Josh, 27, completed his year-long traineeship with NSW Ambulance in July and has goals – like all of our workforce – but the one that stands out is his desire to inspire more Indigenous Australians to become paramedics.
“As a P1, I would love nothing more than to have Indigenous graduate paramedics alongside me in an ambulance vehicle,” he said. “I feel I have a responsibility, as an Indigenous paramedic, to be a strong role model in my community.
“I remember when I was growing up I had a strong role model in my auntie, who ran an Indigenous cadetship program with Queensland Ambulance Service. Because of her I knew exactly where I wanted to go… some youths unfortunately don’t have that.
“For me, being a positive role model, where they see I’m Indigenous, they see I’ve gone to university and they see I’m working in a uniform… that’s really cool to them.
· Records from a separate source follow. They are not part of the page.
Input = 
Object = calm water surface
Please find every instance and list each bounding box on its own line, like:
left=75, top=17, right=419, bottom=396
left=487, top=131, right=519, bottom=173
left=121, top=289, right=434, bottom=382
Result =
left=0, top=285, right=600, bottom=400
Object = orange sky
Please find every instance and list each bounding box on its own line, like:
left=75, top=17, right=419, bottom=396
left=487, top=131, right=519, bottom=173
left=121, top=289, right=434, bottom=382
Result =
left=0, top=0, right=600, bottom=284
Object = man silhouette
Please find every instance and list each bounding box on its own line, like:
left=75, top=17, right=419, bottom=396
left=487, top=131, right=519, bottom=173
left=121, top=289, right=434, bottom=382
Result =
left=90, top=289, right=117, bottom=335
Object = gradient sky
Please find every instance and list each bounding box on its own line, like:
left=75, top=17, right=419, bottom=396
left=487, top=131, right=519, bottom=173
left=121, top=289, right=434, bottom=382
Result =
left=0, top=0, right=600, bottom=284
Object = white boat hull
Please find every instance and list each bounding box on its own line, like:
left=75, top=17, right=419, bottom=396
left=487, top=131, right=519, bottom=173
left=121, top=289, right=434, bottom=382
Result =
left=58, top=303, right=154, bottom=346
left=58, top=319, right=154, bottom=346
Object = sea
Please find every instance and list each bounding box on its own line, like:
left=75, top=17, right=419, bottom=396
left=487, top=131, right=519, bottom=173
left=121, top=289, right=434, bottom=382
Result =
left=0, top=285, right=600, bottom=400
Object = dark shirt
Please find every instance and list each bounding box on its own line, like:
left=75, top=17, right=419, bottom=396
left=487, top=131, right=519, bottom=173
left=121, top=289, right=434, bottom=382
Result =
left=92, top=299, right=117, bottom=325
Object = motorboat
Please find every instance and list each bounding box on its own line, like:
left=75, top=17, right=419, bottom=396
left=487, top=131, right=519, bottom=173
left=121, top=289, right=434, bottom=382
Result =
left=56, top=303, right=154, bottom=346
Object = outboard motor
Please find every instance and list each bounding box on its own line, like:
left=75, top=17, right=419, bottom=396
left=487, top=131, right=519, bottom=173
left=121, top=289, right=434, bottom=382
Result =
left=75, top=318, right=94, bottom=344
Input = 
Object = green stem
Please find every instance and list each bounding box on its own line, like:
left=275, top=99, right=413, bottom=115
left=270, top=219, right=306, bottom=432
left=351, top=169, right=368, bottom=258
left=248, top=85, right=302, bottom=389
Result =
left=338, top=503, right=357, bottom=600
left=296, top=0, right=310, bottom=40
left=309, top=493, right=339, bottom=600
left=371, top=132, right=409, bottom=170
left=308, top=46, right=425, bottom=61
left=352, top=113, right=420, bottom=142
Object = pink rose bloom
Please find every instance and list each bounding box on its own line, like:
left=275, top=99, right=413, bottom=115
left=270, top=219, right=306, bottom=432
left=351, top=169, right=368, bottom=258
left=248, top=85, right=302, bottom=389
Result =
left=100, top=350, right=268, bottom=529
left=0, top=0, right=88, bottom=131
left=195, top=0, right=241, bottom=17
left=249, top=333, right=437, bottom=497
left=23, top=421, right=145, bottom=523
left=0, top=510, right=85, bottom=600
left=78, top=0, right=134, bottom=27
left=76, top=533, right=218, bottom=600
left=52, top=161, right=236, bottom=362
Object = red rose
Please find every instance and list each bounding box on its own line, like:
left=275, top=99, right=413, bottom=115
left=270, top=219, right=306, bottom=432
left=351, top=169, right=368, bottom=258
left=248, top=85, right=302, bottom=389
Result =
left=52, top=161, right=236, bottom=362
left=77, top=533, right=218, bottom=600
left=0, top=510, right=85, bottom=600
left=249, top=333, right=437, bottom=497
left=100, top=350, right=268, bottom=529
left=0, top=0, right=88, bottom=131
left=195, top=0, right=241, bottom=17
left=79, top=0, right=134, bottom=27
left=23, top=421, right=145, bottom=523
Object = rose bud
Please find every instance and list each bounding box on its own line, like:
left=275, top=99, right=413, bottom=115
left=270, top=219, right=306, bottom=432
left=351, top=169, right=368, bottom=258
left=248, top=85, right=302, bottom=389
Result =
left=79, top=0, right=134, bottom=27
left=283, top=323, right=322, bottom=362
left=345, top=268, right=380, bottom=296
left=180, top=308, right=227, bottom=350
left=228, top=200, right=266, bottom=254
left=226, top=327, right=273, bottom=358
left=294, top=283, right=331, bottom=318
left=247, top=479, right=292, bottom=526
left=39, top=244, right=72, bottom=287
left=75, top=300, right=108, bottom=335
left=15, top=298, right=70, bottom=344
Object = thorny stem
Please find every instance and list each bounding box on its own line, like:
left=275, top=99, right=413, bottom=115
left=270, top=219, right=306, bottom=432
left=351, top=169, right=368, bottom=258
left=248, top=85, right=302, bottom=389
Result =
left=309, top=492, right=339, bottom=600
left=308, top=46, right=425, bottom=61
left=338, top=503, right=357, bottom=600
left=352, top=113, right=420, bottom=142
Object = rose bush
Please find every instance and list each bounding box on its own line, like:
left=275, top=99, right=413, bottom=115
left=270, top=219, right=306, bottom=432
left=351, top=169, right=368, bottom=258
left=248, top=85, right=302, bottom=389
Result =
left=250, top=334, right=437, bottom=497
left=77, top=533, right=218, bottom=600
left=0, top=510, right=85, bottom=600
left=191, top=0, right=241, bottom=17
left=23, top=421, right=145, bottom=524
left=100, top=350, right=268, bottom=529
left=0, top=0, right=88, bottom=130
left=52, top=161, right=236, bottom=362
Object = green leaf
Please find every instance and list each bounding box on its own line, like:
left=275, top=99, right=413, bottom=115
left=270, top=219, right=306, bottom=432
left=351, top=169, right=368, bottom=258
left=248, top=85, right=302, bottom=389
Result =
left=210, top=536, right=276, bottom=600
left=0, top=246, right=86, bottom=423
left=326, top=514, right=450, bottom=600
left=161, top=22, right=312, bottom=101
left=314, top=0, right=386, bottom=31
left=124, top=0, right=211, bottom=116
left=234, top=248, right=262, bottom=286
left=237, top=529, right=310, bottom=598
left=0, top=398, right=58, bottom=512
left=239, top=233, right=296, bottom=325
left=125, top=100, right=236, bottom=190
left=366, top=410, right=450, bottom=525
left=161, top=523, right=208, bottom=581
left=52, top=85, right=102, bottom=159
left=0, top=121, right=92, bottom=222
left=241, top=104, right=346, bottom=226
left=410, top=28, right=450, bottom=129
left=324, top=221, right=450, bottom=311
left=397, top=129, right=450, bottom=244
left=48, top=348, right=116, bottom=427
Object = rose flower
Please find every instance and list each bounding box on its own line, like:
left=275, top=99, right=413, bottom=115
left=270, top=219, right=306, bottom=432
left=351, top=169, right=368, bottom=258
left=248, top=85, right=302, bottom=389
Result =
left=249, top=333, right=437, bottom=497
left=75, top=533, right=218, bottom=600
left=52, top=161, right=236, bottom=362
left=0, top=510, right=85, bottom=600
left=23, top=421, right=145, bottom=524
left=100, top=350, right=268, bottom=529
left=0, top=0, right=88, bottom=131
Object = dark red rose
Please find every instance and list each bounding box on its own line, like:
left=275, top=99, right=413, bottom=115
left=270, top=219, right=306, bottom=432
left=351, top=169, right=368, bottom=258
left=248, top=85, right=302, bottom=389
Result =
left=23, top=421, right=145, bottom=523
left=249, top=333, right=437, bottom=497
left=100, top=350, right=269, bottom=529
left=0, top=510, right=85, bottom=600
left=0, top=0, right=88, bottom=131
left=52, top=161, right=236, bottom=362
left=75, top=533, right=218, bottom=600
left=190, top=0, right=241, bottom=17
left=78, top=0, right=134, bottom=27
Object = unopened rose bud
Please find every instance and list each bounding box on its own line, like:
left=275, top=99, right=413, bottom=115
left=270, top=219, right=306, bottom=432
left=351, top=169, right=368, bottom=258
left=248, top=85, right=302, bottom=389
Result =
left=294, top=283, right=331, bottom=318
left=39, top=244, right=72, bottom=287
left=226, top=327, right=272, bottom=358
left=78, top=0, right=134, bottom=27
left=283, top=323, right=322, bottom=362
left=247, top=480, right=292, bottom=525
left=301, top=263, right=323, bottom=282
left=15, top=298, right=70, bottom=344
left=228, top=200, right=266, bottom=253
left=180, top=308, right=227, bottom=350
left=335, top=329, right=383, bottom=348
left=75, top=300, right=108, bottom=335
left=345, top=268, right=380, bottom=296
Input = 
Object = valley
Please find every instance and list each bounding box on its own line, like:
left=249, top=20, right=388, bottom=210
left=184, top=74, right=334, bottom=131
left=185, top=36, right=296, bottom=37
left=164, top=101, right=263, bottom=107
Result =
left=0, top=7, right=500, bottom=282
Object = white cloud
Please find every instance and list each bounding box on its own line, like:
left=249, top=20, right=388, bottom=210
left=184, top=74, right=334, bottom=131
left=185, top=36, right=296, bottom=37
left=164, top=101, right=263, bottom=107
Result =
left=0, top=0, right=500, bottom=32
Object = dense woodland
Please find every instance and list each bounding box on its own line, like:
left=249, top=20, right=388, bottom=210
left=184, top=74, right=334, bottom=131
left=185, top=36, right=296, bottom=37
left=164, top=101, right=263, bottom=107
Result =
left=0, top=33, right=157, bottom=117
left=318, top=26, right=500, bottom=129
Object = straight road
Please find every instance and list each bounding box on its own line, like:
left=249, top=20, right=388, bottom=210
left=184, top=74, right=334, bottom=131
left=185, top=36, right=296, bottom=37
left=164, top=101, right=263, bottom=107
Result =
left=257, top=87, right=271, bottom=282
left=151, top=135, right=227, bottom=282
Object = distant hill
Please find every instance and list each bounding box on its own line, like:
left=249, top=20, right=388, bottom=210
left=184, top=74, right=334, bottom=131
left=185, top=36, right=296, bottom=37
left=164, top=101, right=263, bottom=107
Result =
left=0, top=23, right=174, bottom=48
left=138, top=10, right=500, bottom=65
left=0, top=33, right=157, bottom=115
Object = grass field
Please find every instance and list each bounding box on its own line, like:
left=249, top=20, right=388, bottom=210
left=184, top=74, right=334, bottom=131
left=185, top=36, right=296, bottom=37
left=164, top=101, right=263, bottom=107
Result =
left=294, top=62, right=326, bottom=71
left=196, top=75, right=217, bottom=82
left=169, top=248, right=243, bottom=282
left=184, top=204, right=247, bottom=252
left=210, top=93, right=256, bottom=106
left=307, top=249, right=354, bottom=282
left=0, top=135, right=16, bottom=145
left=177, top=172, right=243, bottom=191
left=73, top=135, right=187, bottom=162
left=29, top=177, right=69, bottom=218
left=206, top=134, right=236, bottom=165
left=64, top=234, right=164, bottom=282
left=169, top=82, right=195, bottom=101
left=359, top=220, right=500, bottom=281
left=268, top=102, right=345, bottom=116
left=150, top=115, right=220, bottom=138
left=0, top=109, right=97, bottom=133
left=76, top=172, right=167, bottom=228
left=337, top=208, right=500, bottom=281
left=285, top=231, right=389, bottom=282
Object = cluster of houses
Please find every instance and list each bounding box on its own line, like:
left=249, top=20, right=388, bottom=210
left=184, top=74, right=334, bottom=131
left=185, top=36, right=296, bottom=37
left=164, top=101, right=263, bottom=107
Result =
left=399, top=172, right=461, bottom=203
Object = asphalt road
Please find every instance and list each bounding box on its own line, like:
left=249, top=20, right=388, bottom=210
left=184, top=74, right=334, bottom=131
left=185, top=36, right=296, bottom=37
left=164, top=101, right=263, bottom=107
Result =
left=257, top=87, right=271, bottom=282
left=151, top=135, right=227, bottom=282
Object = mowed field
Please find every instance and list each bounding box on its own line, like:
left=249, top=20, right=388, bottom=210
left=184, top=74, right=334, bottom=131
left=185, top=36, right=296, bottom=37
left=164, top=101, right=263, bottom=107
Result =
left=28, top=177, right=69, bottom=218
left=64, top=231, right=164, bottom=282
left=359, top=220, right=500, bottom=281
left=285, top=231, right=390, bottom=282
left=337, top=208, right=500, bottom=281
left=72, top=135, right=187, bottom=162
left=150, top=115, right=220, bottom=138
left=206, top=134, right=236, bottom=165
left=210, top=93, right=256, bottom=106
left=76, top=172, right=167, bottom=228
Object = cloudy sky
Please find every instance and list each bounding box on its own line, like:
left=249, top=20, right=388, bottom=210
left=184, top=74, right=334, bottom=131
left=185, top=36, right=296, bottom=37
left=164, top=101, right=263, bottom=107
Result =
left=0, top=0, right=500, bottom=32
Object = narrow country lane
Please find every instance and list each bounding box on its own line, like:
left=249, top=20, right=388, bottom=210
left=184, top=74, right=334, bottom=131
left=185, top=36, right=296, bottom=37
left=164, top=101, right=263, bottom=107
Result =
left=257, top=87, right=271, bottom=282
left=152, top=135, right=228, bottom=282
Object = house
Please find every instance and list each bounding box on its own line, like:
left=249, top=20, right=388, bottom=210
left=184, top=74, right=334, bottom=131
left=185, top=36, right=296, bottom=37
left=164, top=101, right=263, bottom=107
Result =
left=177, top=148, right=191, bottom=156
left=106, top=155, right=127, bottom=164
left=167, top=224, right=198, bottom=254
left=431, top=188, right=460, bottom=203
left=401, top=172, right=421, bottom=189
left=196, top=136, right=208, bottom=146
I’ve had some of them ask me,
‘How can I do that?’
“From some of those youths I know in my community, it’s almost like there is a spark in their eyes knowing that they can do this too and pursue a career as a paramedic if they want to.”
And Josh, who belongs to the Bundjalung and Yorta Yorta people, isn’t just one to talk the talk – he has also been walking the walk to promote his identity to colleagues and, in turn, build closer relationships with Indigenous communities.
A timely example of his work was during NAIDOC (National Aboriginal and Islander Day Observance Committee) Week, held in July.
During the week, Josh, who works at Pottsville Station, dedicated a lot of his spare time towards participating in NAIDOC events in the wider Tweed area.
Three of those events included a flag-raising ceremony at the Minjungbal Museum & Cultural Centre; a local health and sports expo (which featured organisations such as the Aboriginal Medical Health Centre); and a march followed by a ceremony – both of which also featured Josh’s colleagues Kirsti Denvers and Rachael Burton – celebrating the Bundjalung people from both NSW and QLD.
“NAIDOC Week is an important week to help Close the Gap,” he said. “And within NSW Ambulance it’s not just for Indigenous paramedics to celebrate, it’s for non-Indigenous ones too.
“We know the statistics are written on the wall, whereby health outcomes for Aboriginal and Torres Strait Islander people are completely different to their non-Indigenous counterparts.
“I have that discussion, quite openly, with everyone I work with to give them some insights on how they can become more culturally safe with say, how we refer to Elders. Or it may be misinterpreting some Indigenous patients, who may come across as abrupt but in reality they certainly didn’t intend to be. I’ve had some amazing opportunities where I have been able to inform fellow paramedics of this, to help them build relationships with Indigenous communities.
“I’m excited to see what we, as a service, can do in the next five to 10 years to further Close the Gap.”
Many other NSW Ambulance staff members also participated in NAIDOC Week activities.
Wentworth Ambulance Station represented NSW Ambulance and Heart Yarns at the NAIDOC Week opening ceremony at the Coomealla Health Aboriginal Corporation in Dareton.
Heart Yarns is the NSW Ambulance initiative that aims to share important health knowledge ‘Both Ways’ with Aboriginal Peoples in a culturally safe and appropriate manner.
Other Heart Yarns NAIDOC activities included the Deniliquin Aboriginal Land Council Koori Market where we (NSW Ambulance) engaged with over 300 community members around the Warning Signs of Heart Attack and how to call Triple Zero (000).
In Brewarrina, local paramedics took part in a march and ceremony for NAIDOC Week.
Callista Bryan, NSW Ambulance’s Aboriginal Workforce Engagement Coordinator, praised the efforts of staff who took part in NAIDOC Week activities.
“NAIDOC Week provides our staff with the opportunity to celebrate Aboriginal culture with the wider community,” she said.
“A lot of activities were held this year after COVID19 restrictions were relaxed, and it was fantastic to see our paramedics out and about with their Aboriginal community at local NAIDOC Week events.”